Sejarah
perkembangan Islam di manapun juga, senantiasa memperlihatkan jalinan antara
dua hal, yaitu sistem individu (perorangan) dan sisi kemasyarakatan (sosial).
Kedua hal itu harus dimengerti benar, kalau kita menginginkan pengetahuan
mendalam akan agama tersebut. Kalau hal ini telah dilaksanakan, maka akan
kita lihat beberapa kemungkinan untuk pengembangan lebih jauh. Tentu saja ada
yang menyanggah pendirian tersebut, dengan dalih Islam telah sempurna, dan
tidak memerlukan pengembangan. Pendapat tersebut perlu diuji kebenarannya, agar
kita memperoleh gambaran lengkap tentang apa yang seyogianya dilakukan atau
tidak dilakukan. Dengan kata lain, sebenarnya kita saat ini memerlukan skala
prioritas yang lebih jelas, dalam menatap masa depan.

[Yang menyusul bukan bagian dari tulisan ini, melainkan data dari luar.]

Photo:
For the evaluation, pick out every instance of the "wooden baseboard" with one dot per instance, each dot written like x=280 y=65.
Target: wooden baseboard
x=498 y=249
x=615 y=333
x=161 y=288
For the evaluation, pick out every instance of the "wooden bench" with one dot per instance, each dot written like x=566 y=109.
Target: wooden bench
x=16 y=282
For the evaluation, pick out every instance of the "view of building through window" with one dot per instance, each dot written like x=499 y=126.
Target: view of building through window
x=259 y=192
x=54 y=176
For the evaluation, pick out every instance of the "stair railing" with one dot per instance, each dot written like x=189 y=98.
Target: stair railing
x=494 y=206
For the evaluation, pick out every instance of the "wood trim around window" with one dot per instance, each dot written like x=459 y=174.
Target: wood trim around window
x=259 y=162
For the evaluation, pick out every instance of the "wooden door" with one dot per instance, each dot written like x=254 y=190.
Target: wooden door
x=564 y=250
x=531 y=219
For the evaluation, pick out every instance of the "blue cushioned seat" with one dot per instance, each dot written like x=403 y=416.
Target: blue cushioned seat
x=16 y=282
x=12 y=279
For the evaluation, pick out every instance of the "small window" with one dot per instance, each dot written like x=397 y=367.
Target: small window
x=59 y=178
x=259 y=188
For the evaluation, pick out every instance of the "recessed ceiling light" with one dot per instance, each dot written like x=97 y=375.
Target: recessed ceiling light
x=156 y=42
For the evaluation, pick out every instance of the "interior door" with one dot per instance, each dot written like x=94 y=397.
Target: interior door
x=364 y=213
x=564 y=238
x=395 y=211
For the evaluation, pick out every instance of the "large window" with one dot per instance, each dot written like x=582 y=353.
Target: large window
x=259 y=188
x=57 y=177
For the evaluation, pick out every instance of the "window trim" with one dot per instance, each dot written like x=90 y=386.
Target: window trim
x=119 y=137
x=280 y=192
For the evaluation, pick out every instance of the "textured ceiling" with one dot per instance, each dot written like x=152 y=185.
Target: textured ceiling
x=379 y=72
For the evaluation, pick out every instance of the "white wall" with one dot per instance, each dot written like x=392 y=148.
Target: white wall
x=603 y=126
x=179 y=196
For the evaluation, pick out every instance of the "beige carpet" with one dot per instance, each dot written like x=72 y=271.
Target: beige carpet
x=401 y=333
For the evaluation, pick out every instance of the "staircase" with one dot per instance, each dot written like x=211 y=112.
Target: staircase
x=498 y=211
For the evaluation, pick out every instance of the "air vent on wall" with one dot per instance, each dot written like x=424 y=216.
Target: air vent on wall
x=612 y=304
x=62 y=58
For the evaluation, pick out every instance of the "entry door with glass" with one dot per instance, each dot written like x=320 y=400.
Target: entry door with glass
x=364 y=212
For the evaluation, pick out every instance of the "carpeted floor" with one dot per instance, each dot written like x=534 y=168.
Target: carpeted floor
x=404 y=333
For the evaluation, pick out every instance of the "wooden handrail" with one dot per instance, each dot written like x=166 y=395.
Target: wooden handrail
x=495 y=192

Memang kitab suci al-Qur'ân tidak pernah secara jelas membagi kedua masalah itu
(individu dan sosial) dalam kandungannya. Seluruhnya bersandar pada kemampuan
kita memahami kitab suci tersebut, mana yang merupakan perintah (khittah) untuk
perorangan, dan mana yang untuk masyarakat. Seluruhnya bergantung atas
penafsiran kita. Umpamanya saja firman Allah Swt yang menyatakan: “Dan
Ku-jadikan kalian berbangsa- bangsa dan bersuku-suku bangsa agar saling
mengenal (wa ja’alnâkum syu’ûban wa qabâila lita’ârafû)” (QS al-Hujurât [49]:13).
Jelas di situ, yang dimaksudkan umat manusia secara keseluruhan, dan yang
dikehendaki adalah kenyataan yang tidak tertulis: persaudaraan antara sesama
manusia.
Dalam kitab suci al-Qurân terdapat sebuah ayat yang sangat penting yang
berbunyi: “kawinilah apa yang baik bagi kalian, daripada wanita-wanita, dua,
tiga atau empat orang wanita (tetapi) jika kalian takut tidak dapat (bersikap)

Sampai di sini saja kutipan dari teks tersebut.